Following on from an earlier conversation about the role of neuroinformatics at Blue Brain, we spoke to Samuel Kerrien, Section Manager of Neuroinformatics Software Engineering and Data and Knowledge Engineering, about the Blue Brain Nexus and the vital importance of data provenance. 


You can read part one of our interview with Samuel here 


Jack Rudd (JR): Could you please provide us with an overview of Blue Brain Nexus? 

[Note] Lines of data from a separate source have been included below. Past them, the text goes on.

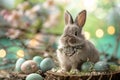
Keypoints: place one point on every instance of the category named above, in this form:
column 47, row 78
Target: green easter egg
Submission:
column 47, row 64
column 38, row 60
column 34, row 76
column 87, row 66
column 18, row 64
column 101, row 66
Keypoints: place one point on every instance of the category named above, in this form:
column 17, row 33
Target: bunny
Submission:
column 73, row 48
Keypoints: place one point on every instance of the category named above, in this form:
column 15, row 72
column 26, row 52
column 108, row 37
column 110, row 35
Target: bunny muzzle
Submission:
column 71, row 40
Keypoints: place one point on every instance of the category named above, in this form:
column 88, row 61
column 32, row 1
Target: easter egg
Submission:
column 18, row 64
column 47, row 64
column 34, row 76
column 38, row 60
column 87, row 66
column 29, row 66
column 101, row 66
column 113, row 66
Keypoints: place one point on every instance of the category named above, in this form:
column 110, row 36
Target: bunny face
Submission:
column 72, row 32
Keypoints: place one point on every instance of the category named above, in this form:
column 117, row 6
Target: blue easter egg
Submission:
column 18, row 64
column 38, row 60
column 47, row 64
column 34, row 76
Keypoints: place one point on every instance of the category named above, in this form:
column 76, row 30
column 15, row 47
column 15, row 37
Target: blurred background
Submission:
column 32, row 27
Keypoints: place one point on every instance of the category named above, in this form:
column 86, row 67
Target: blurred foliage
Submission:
column 35, row 25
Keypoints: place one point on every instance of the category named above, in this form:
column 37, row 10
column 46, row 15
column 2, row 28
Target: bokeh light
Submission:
column 99, row 33
column 111, row 30
column 20, row 53
column 87, row 35
column 2, row 53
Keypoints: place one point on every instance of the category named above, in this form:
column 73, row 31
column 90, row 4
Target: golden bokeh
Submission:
column 20, row 53
column 99, row 33
column 111, row 30
column 87, row 35
column 2, row 53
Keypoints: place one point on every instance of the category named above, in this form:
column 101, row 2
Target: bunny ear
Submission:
column 81, row 18
column 68, row 18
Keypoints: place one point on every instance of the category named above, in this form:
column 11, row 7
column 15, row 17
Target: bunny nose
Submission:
column 72, row 40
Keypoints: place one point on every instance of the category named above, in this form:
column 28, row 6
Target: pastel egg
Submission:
column 38, row 60
column 18, row 64
column 101, row 66
column 87, row 66
column 47, row 64
column 29, row 66
column 34, row 76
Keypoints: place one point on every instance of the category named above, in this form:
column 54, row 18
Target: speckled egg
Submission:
column 101, row 66
column 34, row 76
column 18, row 64
column 87, row 66
column 29, row 66
column 47, row 64
column 38, row 60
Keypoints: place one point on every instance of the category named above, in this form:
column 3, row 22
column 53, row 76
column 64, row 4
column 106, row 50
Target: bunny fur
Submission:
column 73, row 48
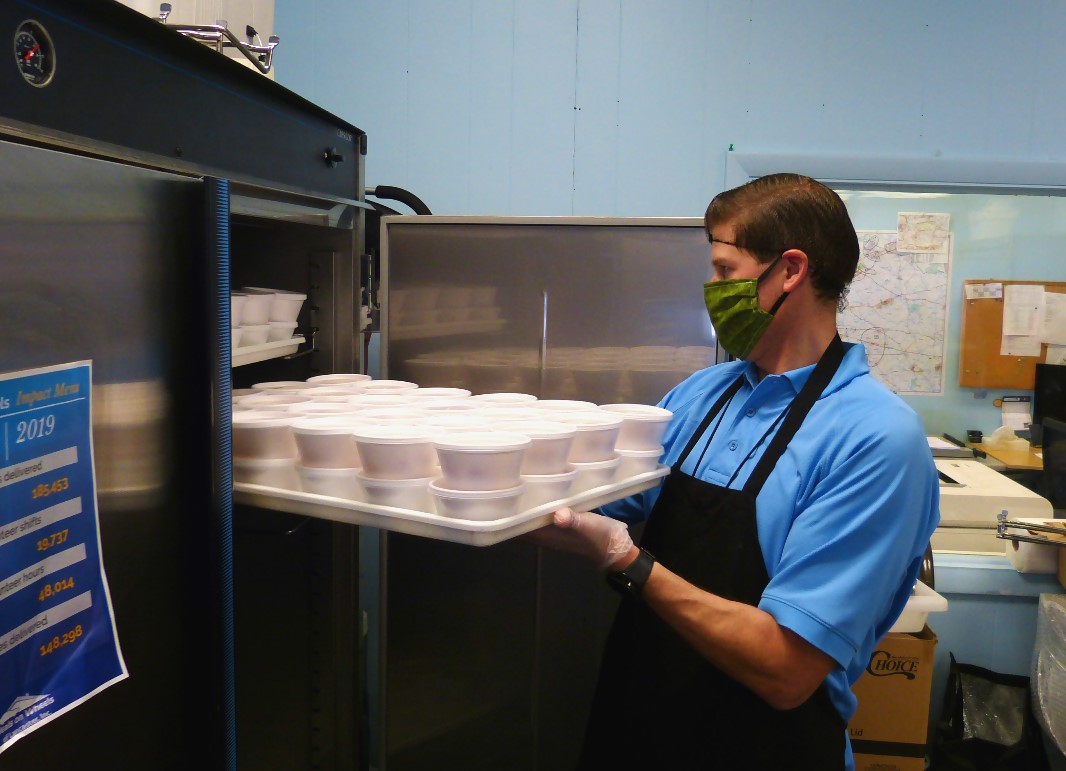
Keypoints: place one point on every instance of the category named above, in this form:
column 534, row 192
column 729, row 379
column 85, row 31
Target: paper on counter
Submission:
column 992, row 290
column 921, row 231
column 1053, row 319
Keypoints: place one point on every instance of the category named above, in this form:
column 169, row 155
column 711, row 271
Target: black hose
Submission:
column 404, row 196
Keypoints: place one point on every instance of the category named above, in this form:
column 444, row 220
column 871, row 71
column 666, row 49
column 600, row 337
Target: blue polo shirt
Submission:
column 844, row 517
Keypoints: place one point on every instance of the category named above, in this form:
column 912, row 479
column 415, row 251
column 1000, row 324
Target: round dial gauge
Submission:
column 34, row 53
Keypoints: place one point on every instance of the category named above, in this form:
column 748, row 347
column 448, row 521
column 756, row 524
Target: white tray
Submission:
column 434, row 526
column 251, row 354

Samuel Kerrien (SK): Blue Brain Nexus is the crucial element that connects everything we do together. We have just open-sourced this technology and made it publicly available online, via GitHub. Everybody can now use the data integration platform we are building, we are really proud of that. At the heart of this platform is a Knowledge Graph that acts as a data repository, providing researchers with somewhere to deposit their experimental and computational data. The system also acts as a metadata catalogue, allowing users to describe their data in as much detail as they like.  One of the big features of this component is that it is agnostic to the domain. This means it is not just set up for neuroscience. Of course, it will support neuroscience at Blue Brain and potentially other institutes, but we have also designed it so that users can design their own domain. It can be used for anything from astronomy to pharmacological developments, it doesn’t really matter. You are free to design your own entities, your own relationships, and from that point on start recording the data that you care about. We feel like this is something that is not being done yet, this is really novel, and we hope that we are going to help neuroscience lead the way.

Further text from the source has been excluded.